We are building and seeing things that weren't realistic or feasible before now.
I'd bet that some sort of exponentiate the learning rate until shit goes haywire then rollback the weights is actually probably a fairly decent algorithm (something like backtracking line search).
Use it where it works.. ignore the agents hype and other bullshit peddled by 19yo dropouts.
Unlike the 19yo dropouts of the 2010s these guys have brain rot and I don’t trust them after having talked to such people at start up events and getting their black pill takes. They have products that don’t work and lie about numbers.
I’ll trust people like Karpathy and others who are genuinely smart af and not kumon products.
That people keep repeating a lie does not make it true.
- The METR paper surveyed just 16 developers to arrive at their conclusion. Not sure how that got past review. [0]
- The finding from the MIT report can also be viewed from a glass 5% full perspective:
> Just 5% of integrated AI pilots are extracting millions in value. > Winning startups build systems that learn from feedback (66% of executives want this), retain context (63% demand this), and customize deeply to specific workflows. They start at workflow edges with significant customization, then scale into core processes. [1]
[0] https://arxiv.org/abs/2507.09089
[1] https://mlq.ai/media/quarterly_decks/v0.1_State_of_AI_in_Bus...
That said, the non-tech-executive/product-management take on AI has often been an utter failure to recognize key differences between problems and systems.

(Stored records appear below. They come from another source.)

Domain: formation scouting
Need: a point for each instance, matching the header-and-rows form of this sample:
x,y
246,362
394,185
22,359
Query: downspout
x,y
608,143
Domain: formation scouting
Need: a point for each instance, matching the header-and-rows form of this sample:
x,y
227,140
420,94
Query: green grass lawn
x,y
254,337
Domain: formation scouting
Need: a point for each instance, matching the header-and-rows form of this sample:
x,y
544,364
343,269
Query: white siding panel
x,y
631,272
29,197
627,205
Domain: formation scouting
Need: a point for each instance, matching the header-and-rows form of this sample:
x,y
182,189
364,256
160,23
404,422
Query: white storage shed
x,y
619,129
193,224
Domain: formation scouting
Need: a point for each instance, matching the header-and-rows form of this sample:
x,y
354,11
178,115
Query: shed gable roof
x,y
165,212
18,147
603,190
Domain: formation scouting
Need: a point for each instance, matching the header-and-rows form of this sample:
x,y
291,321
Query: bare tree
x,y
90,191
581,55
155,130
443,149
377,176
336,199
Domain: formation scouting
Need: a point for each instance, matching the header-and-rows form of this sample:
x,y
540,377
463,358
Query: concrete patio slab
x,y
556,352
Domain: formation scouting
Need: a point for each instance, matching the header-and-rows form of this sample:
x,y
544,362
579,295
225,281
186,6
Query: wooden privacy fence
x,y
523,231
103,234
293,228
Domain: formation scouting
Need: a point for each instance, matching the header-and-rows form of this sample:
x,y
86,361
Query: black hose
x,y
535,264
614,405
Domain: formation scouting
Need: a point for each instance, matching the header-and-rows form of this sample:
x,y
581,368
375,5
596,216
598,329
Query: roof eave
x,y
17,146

I spend an inordinate amount of time framing questions in terms of promises to customers, completeness, reproducibility, and contextual complexity.

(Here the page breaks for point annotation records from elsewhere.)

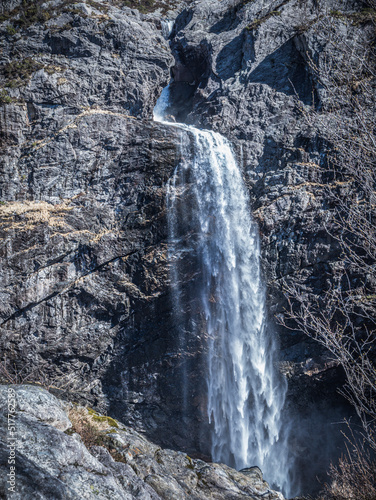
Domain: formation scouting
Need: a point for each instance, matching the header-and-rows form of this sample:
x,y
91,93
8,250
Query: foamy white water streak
x,y
245,393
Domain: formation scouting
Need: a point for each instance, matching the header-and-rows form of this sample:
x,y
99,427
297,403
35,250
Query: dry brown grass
x,y
26,215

However, for someone in my role, building and ideating in innovation programs, the power of LLM assisted coding is hard to pass up. It may only get things 50% of the way there before collapsing into a spiral of sloppy overwrought code, but we often only need 30-40% fidelity to exercise an idea. Ideation is a great space for vibe coding. However, one enormous risk in these approaches is in overpromising the undeliverable. If folks don’t keep a sharp eye on the nature of the promises they’re making, they may be in for a pretty wild ride; with the last “20%” of the program taking more than 90% of the calendar time due to compression of the first “80%” and complication of the remainder.
We’re going to need to adjust. These tools are here to stay, but they’re far from taking over the whole show.
kind of makes me doubt the pullback. Maybe the hype's dying but it's getting along as an everyday tool?
I use Claude Code regularly at work and can tell it is absolutely fantastic and getting better. You obviously need to guide it well (use plan mode first) and point to hand coded stuff to follow, and it will save you enormous amount of time and effort. Please don't put off trying AI coding out after reading misinformed articles like this.
To people who aren't programmers, there isn't really the same kind of easily-verified use case. Most people can't tell at a glance that a business proposal or email is full of errors they need to correct, thus the stuff causes even more damage.
Unfortunately, programmers, as a rule, aren't terribly good at listening to the experiences and perspectives of non-coders, so I don't see this dynamic changing anytime soon.
… Excuse me, they were doing _what_? The world has gone mad. Unless you think a chatbot that doesn’t know how many ‘r’s are in strawberry is your peer you shouldn’t be using it for peer review, bloody hell.
At least in tech there’s still usually human code review which catches the worst of the magic robot-generated nonsense.